Doğuda gerinip, Batı’ya şut çekiyor

0
101

ABDURRAHMAN UZUN bugünlerde Almanya’nın Köln kentinde düzenlenen ofis mobilyaları fuarı Orgatec’te boy göstermenin heyecanlı hazırlıklarını yapıyor. İki senede bir yapılan fuara bir önceki sefer gittiğinde zemini test etmek ve havayı koklamak gibi niyetleri bulunan Uzun, bu kez çok daha iddialı. Azerbaycan’da iş yapmayı öğrendikten sonra İstanbul üzerinden Avrupa’ya açılmak 1999’da kurdukları Zivella ile ilgili hayallerin ete kemiğe bürünmesi anlamında önemli bir adım.
Uzun için 20 yaşında başlayan bu maceranın hedefi, hesabı kitabı doğru yaparak önce Rize’ye, sonrasında Karadeniz bölgesine, Türkiye’ye ve dünyaya mal satmaktı. Kuruluş aşamasında Rize’de mobilya satan iki kardeşin ilk portföyü masa, sandalye, sehpa, portmanto ve çekyat gibi ürünlerden ve mobilya aksesuarlarından oluşuyordu. 1984’te mağaza açan ve 1985’te trafik kazası geçirerek vefat eden babalarının ortağı olan halasının kocasının yanında bir iki sene çalıştıktan sonra baba mesleğine girişin miladını 1999’a koyan Uzun, başlangıçta sadece hedef ve hayallerinin olduğunu söylüyor.
Şu anda sahip oldukları iş modeli, iyi bir koleksiyon ve iyi tasarımcılar, o gün ile karşılaştırmak çok kısa olmayan bir mesafeye işaret ediyor. Bu arada kat edilen mesafe de çok kısa değil
“Kendimize böyle bir hedef belirledik. Altını doldurmadık ama hedefimiz böyleydi” diye başlayan  hikayeye damgasını vuran bu olgu, fırsatların kovalandığı bir yolculuğun kapısını açıyor. Böyle büyük bir hedef koymakla, fırsatlara gözü açık olmayı ve karşılaşılan fırsatları hemen değerlendirmek arasında çok doğrudan bir ilişki oluşuyor.

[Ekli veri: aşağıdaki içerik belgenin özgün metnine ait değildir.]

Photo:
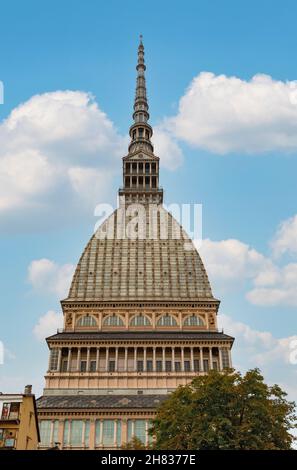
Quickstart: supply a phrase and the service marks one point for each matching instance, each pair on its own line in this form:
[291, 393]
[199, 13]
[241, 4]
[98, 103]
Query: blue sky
[243, 175]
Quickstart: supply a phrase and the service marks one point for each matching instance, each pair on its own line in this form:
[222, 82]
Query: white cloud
[232, 261]
[47, 276]
[283, 291]
[58, 155]
[227, 114]
[48, 325]
[285, 240]
[232, 264]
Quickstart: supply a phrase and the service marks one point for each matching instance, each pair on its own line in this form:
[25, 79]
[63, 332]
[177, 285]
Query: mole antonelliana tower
[140, 318]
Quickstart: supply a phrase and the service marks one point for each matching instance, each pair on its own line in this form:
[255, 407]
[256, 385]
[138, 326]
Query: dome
[143, 268]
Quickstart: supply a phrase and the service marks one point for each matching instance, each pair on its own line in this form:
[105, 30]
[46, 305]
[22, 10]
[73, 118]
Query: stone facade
[140, 318]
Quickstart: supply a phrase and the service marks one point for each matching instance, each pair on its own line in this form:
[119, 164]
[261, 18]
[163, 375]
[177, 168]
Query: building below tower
[140, 318]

Bunu açıklayan sonuç, 1999’da kurulan şirketin 2000’de Gürcistan’a ihracat yapmaya başlaması. Mobilyacı bir “ağabeyin” getirdiği sehpa ihtiyacı olan Gürcü müşteri, dört sehpa alarak o zamanın parasıyla 80 dolar para veriyor.
Uzun, “Biz sehpalarla beraber adamın ilgilenebileceği bütün ürünlerin kataloglarını da koli yapıp gönderdik. Bakar, belki bir şey gözüne takılır, bir şey beğenir diye…” diyor.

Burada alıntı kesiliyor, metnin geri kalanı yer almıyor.